The typical American diet, loaded with meats, cheeses, eggs, and other animal protein, is no stress-reliever and can quickly rack up a daily protein load of 120 grams or more! Less than half that much is all that is needed for most adults (45 grams for women, and 55 grams for men). A day’s menu that includes just one chicken breast, an eight-ounce burger, two ounces of cheese, and one cup of yogurt adds up to 120 grams of protein! These inordinately high protein diets tend to deprive the brain of carbohydrates and antioxidants, which are needed for proper function and maintenance.
“Nuts, beans, legumes, soy, seeds, and whole grains are excellent sources of plant-based protein
and are also rich sources of minerals, vitamins, and phyto chemicals.”

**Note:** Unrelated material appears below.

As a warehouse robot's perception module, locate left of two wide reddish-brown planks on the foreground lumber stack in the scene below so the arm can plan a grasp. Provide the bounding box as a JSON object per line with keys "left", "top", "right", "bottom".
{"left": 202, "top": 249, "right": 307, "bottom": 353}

This heavy protein load also tends to overwork the kidneys, leach calcium from the bones, and create metabolic stress that promotes inflammatory diseases and cardiovascular disease. Nuts, beans, legumes, soy, seeds, and whole grains are excellent sources of plant-based protein, which are metabolically more “user friendly” and are also rich sources of minerals, vitamins, and phytochemicals.
A plant-based vegetarian diet, containing adequate calories and a good variety of protein foods such as grains, beans, nuts, tofu, and legumes in the menu for the week, will provide all the protein necessary for a healthful, balanced diet, without tipping the protein scale on the wrong side. Add to this delicious variety your choice of hearty, fiber-filled complex carbohydrates such as potatoes, yams, squash, and plenty of fresh fruits and leafy green vegetables. Include a little olive oil, some avocado, olives, or nuts for healthful fats, and you have a balanced and beautiful mix of foods that will calm your nerves while strengthening your mental faculties!